Athanasy: История болезни - Мавликаев Михаил. Страница 58
Подпирающие гигантскую кишку конечности неспешно переступали, двигаясь едва ли быстрее Раджи. По длинному телу время от времени пробегали волны судорог, от которых крошево внутри него сдвигалось – существо сглатывало очередную найденную порцию.
Некоторое время Полынь боролась с соблазном вспороть туго набитое брюхо многоногой твари и посмотреть, как оно лопнет вдоль; но вскоре махнула рукой и уселась на пол, ожидая, когда же на поверхности бесконечно длинного тела появится что-то, хотя бы немного похожее на уши и рот. Судя по количеству ног, оно явно любило ходить. Значит, именно о нём говорил Раджа.

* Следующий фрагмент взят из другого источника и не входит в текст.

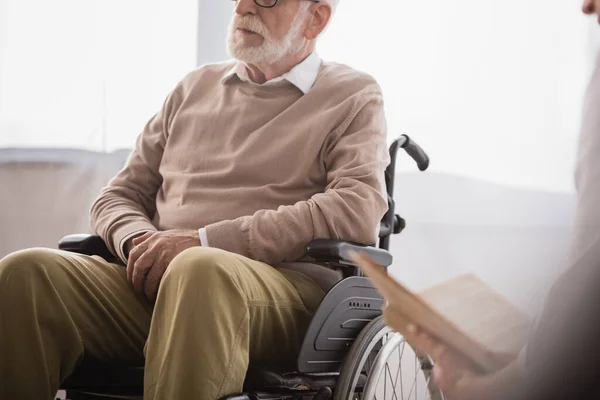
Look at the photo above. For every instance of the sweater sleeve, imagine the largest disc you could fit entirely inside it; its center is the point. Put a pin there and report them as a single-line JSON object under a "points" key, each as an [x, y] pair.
{"points": [[127, 204], [350, 208]]}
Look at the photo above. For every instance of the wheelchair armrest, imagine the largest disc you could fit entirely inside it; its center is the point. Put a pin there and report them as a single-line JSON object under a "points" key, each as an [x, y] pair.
{"points": [[337, 251], [83, 243]]}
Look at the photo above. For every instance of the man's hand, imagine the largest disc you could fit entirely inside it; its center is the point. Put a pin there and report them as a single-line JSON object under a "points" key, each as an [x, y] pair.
{"points": [[152, 253], [457, 377]]}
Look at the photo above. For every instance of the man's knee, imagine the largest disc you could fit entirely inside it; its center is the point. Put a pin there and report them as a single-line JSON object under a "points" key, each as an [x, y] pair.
{"points": [[202, 267], [25, 265]]}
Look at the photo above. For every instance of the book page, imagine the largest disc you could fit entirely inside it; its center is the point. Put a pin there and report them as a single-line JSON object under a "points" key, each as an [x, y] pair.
{"points": [[480, 312], [463, 313]]}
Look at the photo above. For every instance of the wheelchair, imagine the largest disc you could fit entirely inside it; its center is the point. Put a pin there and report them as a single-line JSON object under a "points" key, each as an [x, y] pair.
{"points": [[348, 352]]}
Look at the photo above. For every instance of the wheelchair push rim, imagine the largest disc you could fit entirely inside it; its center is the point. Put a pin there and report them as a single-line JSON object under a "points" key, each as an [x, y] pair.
{"points": [[393, 370]]}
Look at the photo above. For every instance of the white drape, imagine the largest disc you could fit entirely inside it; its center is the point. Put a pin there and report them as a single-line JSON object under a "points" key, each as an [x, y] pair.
{"points": [[492, 89], [89, 74]]}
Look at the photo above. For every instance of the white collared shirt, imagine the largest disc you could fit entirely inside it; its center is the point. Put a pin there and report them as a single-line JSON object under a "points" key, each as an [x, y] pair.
{"points": [[303, 75]]}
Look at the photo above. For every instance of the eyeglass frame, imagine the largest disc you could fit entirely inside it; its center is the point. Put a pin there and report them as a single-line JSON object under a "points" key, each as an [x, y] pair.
{"points": [[274, 4]]}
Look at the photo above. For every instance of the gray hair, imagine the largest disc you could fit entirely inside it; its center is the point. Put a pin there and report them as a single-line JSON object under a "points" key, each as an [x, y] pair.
{"points": [[333, 4]]}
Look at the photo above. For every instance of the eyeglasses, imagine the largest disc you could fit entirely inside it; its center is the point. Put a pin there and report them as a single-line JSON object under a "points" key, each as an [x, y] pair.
{"points": [[270, 3]]}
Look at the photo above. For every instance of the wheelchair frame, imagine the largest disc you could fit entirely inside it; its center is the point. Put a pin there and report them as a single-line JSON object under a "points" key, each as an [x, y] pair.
{"points": [[350, 306]]}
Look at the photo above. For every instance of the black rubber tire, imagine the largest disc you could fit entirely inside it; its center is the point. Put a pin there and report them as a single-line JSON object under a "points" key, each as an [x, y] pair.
{"points": [[351, 365]]}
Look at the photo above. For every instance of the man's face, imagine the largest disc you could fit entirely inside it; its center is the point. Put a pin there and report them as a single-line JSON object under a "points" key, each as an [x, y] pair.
{"points": [[266, 35], [592, 7]]}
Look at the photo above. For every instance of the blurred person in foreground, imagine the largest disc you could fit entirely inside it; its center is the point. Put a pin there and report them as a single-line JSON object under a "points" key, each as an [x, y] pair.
{"points": [[247, 162], [562, 358]]}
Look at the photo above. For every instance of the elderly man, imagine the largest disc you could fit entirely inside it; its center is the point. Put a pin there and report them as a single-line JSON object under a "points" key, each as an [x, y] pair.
{"points": [[562, 359], [244, 165]]}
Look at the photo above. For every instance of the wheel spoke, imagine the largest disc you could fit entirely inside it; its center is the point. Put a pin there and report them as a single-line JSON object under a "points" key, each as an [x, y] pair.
{"points": [[389, 373]]}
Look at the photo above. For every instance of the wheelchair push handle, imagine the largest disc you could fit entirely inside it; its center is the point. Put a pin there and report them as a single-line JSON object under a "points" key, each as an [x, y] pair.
{"points": [[415, 151]]}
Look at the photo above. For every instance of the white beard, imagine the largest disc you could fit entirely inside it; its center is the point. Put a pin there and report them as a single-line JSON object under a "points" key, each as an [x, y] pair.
{"points": [[271, 50]]}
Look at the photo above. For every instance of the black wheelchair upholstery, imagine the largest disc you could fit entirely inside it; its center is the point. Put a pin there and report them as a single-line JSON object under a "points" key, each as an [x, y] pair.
{"points": [[344, 311]]}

Под кожей век скрывается серость, заменяющая этому месту темноту. Как ни жмурь глаза, как ни закрывайся руками – настоящей тьмы ты не найдёшь. Нигде нет спасения от неугасимого сияния, как ни руби бесчисленных светлячков в припадке ярости.

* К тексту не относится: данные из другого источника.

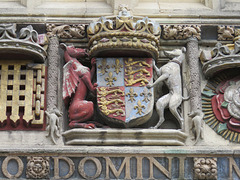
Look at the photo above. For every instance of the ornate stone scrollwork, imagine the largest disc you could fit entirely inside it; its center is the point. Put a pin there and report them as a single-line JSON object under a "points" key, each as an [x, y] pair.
{"points": [[26, 43], [221, 57], [37, 167], [125, 32], [7, 31], [181, 32], [205, 168], [225, 33], [75, 31]]}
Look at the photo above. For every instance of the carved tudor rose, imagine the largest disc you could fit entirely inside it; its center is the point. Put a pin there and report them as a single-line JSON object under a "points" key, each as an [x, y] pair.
{"points": [[221, 102], [205, 168], [37, 167]]}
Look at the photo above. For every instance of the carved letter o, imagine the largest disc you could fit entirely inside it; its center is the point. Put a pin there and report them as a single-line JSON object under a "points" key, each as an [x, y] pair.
{"points": [[5, 164], [81, 167]]}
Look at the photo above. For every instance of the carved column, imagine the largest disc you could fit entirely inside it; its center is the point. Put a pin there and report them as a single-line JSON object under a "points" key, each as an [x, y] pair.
{"points": [[195, 83], [53, 66]]}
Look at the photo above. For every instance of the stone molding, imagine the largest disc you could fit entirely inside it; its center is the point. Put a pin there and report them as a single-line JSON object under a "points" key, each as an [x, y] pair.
{"points": [[168, 164], [73, 31], [181, 32], [124, 136]]}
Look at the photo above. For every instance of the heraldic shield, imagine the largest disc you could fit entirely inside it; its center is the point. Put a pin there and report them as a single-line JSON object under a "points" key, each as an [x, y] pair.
{"points": [[122, 96]]}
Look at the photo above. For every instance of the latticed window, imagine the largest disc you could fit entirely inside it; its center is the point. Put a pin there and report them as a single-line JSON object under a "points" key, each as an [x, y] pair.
{"points": [[22, 95]]}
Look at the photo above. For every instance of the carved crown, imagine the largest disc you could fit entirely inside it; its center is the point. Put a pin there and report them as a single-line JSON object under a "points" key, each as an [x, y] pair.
{"points": [[136, 35]]}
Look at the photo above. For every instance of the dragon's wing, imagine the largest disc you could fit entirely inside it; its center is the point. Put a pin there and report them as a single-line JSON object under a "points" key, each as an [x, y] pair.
{"points": [[70, 80]]}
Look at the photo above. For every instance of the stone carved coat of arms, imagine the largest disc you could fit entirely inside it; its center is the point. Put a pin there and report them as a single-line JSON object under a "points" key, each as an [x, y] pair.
{"points": [[122, 97]]}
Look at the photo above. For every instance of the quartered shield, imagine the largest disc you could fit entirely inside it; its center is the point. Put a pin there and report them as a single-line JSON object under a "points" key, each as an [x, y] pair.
{"points": [[122, 96]]}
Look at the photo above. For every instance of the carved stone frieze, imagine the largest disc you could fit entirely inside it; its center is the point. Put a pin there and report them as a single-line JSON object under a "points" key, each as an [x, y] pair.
{"points": [[7, 31], [26, 43], [37, 167], [75, 31], [181, 32], [205, 168], [225, 33]]}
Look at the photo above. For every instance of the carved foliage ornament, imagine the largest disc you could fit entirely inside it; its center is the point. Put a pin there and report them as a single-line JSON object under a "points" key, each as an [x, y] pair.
{"points": [[75, 31], [221, 104], [221, 57], [225, 33], [181, 32], [37, 167], [26, 43], [205, 168], [7, 31]]}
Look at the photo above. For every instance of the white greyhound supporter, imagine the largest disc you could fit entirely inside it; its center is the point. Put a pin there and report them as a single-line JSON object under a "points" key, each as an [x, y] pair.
{"points": [[170, 74]]}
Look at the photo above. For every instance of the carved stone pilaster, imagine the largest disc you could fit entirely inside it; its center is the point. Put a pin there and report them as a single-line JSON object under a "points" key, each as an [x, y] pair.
{"points": [[53, 66], [193, 62], [37, 167], [205, 168]]}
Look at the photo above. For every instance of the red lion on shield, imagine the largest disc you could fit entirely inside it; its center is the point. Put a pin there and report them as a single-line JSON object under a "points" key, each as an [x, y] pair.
{"points": [[76, 83]]}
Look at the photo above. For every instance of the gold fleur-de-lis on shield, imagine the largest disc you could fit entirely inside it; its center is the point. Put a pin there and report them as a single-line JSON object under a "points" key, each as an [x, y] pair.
{"points": [[110, 79], [103, 67], [117, 66], [131, 95], [139, 106]]}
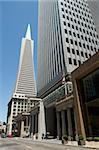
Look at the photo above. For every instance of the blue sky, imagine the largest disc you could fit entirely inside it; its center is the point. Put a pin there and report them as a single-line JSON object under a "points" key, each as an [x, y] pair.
{"points": [[14, 17]]}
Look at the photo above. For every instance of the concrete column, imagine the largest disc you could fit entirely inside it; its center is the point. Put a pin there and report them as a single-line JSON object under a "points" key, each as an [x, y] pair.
{"points": [[22, 128], [70, 132], [41, 121], [76, 131], [35, 123], [58, 125], [80, 123], [63, 122]]}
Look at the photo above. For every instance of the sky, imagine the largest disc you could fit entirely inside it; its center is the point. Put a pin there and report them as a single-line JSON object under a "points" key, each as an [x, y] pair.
{"points": [[14, 17]]}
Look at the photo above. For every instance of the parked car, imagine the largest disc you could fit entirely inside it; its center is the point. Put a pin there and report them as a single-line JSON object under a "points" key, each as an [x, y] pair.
{"points": [[3, 135]]}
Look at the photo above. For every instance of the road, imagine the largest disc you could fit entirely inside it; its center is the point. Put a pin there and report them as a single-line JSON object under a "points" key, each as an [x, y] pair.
{"points": [[28, 144]]}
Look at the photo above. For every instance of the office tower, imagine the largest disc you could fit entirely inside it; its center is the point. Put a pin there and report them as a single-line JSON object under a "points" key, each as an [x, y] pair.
{"points": [[67, 37], [25, 90], [94, 8]]}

Даже не серость – просто присутствие света; не слепящее, совсем не болезненное. Но его неотвратимость, невозможность скрыться и передохнуть хотя бы на мгновение медленно подтачивали разум. Рано или поздно возникало желание вырезать себе глаза, лишь бы получить краткий миг настоящего отдыха.
Но глаза каждый раз отрастали обратно.
– Поезд ушёл, простите. Билеты обратно не принимаются.
Полынь резко дёрнулась и завертела головой.
Кишка всё ещё шелестела гребёнкой ног по тоннелю – такая же бесконечная, как и раньше. Никаких глаз на её поверхности; и, конечно же, никаких ртов.
– Кто здесь? – крикнула Полынь.
– Проще сказать, кого здесь нет. Кого здесь только нет. Но кого-то и нет.
Она резко обернулась.
Голос исходил от странного работника. Он походил на шахтёра – но в то же время отличался во всём.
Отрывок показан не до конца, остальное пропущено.